Typically a land mine is made up of five components consisting of a firing mechanism, a detonator/igniter, booster charge, main charge and housing/casing that contain all five elements.   There are two types of landmines.   The first is an Anti-tank mine used to mobilize or destroy vehicles and there occupants.   The second is Anti-personnel Mines designed to kill or incapacitate their victims and can damage medical resources, supply resources and non-armored vehicles.   The term land mine is typically reserved for manufactured devices designed to be used by the recognized military services.  
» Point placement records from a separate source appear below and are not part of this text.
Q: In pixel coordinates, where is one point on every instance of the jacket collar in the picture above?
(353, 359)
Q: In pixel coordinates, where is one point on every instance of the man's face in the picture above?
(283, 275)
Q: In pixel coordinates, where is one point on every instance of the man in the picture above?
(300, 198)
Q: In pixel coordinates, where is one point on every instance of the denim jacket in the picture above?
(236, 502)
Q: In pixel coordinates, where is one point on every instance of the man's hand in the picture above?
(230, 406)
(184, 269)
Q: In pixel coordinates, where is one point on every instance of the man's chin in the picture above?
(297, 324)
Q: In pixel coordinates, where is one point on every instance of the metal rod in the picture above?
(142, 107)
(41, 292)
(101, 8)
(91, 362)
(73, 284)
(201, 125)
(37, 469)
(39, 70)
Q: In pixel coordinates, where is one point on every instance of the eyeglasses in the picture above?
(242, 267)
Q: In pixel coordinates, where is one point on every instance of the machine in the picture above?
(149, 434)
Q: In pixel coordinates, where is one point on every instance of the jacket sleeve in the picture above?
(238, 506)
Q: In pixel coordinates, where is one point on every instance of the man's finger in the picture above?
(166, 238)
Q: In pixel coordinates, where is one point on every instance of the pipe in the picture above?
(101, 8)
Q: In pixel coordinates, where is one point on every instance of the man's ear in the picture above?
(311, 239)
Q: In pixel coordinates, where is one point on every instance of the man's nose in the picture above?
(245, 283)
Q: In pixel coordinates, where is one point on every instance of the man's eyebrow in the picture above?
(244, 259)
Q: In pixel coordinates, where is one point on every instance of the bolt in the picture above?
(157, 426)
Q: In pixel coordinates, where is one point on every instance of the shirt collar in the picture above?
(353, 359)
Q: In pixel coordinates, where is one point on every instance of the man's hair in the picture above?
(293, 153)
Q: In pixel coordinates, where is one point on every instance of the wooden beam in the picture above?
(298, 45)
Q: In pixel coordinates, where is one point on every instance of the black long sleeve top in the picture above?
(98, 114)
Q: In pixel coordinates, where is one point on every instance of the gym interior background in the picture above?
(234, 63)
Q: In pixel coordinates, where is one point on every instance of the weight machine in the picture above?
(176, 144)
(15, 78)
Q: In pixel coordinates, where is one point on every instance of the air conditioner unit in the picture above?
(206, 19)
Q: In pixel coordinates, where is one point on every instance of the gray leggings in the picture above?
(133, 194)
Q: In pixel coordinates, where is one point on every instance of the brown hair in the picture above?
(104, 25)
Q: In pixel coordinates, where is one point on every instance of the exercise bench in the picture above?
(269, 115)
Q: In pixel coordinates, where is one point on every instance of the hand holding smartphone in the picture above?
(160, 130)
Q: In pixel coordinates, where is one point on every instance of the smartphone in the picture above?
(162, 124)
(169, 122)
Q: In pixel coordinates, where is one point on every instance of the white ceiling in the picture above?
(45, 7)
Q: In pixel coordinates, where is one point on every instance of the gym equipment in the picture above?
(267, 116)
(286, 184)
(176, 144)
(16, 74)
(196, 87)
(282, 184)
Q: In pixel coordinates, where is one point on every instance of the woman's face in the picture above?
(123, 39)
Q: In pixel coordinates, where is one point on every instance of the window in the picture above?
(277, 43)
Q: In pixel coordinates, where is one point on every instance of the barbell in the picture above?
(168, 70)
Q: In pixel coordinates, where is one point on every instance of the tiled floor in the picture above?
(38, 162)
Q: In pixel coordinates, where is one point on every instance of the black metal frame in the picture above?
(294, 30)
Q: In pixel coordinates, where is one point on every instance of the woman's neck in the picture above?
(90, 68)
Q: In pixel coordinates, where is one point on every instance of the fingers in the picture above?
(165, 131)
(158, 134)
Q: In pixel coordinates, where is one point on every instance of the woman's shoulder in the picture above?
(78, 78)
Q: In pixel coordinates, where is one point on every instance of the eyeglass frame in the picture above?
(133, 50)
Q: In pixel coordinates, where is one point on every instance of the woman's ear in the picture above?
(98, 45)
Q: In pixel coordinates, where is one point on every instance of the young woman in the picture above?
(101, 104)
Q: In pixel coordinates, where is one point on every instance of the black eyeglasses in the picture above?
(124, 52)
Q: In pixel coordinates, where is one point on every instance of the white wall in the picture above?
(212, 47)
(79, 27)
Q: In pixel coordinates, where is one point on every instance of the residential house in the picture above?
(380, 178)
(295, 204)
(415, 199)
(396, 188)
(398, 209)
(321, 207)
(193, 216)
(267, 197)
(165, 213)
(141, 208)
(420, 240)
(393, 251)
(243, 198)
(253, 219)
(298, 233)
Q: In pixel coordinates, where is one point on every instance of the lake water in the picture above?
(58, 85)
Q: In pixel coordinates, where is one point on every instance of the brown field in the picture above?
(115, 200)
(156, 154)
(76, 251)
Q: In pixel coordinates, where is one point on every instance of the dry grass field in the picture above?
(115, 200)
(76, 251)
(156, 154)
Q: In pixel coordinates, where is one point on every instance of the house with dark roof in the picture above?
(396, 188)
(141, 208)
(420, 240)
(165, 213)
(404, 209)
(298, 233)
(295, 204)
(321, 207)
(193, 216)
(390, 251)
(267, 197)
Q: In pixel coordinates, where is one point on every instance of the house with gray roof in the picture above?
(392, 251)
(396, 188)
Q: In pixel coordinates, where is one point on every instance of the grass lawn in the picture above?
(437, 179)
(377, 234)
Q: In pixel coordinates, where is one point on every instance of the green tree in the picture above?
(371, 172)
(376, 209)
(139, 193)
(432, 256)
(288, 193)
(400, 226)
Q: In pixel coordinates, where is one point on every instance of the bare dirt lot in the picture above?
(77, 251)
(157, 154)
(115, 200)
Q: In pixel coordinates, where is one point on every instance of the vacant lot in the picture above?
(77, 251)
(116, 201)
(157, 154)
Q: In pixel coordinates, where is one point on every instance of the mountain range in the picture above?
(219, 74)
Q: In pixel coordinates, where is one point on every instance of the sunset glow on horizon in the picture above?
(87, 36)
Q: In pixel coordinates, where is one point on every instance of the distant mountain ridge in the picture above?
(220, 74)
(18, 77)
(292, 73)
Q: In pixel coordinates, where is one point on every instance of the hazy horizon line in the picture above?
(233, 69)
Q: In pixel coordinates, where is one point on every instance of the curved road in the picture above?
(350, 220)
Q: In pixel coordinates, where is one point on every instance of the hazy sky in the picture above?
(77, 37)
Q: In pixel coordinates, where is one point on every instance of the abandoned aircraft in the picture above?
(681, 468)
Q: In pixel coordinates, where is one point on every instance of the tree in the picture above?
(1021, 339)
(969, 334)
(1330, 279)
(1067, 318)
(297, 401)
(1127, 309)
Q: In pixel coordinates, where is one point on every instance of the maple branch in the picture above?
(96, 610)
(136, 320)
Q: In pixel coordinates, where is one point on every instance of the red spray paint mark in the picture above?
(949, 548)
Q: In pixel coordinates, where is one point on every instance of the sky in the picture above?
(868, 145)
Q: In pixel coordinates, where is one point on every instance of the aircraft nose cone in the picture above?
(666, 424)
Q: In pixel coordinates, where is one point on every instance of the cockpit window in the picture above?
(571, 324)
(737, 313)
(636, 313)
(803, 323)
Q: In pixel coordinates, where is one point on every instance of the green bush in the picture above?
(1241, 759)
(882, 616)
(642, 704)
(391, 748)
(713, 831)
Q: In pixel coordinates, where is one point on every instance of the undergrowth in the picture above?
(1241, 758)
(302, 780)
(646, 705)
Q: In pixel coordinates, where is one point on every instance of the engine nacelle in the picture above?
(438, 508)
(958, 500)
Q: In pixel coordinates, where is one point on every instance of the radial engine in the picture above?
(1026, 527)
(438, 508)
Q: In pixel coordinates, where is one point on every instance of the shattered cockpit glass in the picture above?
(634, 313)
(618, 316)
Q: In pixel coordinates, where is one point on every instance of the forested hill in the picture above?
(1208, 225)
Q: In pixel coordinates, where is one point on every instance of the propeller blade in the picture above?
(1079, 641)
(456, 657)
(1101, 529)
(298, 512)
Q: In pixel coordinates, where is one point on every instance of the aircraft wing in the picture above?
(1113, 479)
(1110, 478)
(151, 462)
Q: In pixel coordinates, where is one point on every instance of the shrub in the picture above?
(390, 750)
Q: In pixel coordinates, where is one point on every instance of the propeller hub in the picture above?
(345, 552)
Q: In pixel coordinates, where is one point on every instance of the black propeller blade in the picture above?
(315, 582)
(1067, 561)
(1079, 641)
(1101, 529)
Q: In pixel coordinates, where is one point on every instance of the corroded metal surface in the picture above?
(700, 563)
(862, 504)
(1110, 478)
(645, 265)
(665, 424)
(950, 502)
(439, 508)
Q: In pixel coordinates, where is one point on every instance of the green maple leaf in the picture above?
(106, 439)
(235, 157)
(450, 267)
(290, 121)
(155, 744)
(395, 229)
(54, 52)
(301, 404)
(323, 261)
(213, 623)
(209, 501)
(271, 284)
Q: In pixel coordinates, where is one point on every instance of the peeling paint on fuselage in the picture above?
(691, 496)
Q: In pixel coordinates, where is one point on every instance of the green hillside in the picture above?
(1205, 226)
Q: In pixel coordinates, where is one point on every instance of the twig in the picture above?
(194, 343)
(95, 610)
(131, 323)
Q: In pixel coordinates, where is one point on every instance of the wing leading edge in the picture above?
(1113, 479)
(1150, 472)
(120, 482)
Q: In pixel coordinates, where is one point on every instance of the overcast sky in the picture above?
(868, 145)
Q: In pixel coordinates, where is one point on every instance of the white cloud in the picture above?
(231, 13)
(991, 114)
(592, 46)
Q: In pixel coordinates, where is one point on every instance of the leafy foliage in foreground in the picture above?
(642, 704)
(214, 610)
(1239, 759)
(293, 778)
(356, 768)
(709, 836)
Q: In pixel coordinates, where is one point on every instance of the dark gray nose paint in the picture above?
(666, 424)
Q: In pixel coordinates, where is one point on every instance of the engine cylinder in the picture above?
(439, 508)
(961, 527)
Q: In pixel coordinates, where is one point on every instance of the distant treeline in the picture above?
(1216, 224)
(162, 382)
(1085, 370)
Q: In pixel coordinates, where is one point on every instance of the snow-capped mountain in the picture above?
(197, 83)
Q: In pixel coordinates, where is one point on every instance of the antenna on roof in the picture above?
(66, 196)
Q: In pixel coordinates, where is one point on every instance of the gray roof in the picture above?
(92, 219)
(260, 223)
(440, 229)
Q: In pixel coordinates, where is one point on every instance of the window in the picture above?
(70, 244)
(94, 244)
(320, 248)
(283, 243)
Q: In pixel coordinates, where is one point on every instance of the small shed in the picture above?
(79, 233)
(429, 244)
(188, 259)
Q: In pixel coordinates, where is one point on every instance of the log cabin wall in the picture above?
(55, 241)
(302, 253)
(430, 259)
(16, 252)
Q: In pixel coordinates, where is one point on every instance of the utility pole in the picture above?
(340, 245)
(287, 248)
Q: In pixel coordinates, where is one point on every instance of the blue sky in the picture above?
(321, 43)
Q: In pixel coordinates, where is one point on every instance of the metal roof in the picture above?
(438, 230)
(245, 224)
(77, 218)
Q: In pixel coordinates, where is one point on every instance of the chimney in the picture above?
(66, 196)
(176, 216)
The use of land mines is controversial because of their potential as indiscriminate weapons.   Anti-personnel land mines are victim activated and therefore can’t discriminate between military and civilian targets.   In addition, they can remain dangerous many years after a conflict has ended, harming the economy and citizens of many developing nations.   Since 1997 there has been a global movement to prohibit their use through organizations such as the International Campaign to Ban Land mines.   Anti-tank mines aren’t banned because their military utility is still considered greater than their humanitarian impact.   This is due to the fact that Anti-tank mines aren’t generally triggered by a person walking over them instead requiring several hundred pounds of force to detonate.  
Improvised Explosive Devices...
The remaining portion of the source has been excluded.